About 35 of us lined up to race on Sunday morning in College Park, a neighborhood of historic homes near the Atlanta airport. It was the Masters race, so three fields combined into one: 35+, 45+, and my group, 55+. There aren’t many 55+ crit racers — at least not on this Sunday. I counted four of us. The younger groups were mainly Cat 1s, 2s, and 3s, serious racers in their day — many of them serious racers on this day. And they typically set a serious pace, just a tick or two slower than the 20-something Cat 2s and 3s.
But at that pace, it didn’t take long for those of us in the 55+ group to get sorted to the back of the pack — and then off the back and into a race of our own. That’s when the race announcer, former Tour de France pro Frankie Andreu, set a goal for me without even knowing it.
Shortly after our race started, he stepped down to hand out medals to the junior racers from the race before ours. And by the time he got back to his microphone and his perch above the start/finish line, not only had I been dropped, but I was being lapped.
But I had just enough gas to hang on to the back of the pack for half a lap as they went past. And that’s when I heard Frankie: “And there’s Rick Swagler in Masters 55+. He’s always with the lead group.” Which was hilarious. It would have been completely accurate for him to say “he must have been lapped because he’s never with the lead group.”

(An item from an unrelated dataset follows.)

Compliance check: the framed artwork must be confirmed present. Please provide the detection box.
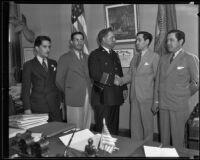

But at that moment, as the younger guys (and one 55+ racer) moved on down the road, I decided that Frankie had set a goal for me: hang with the lead group for a full 40 minute race. As it was, I held a 35 second gap on the next 55+ racer, good enough for second place. But from here out that’s not good enough. Not until I finish on the same lap as the younger guys. Not until what Frankie said is true.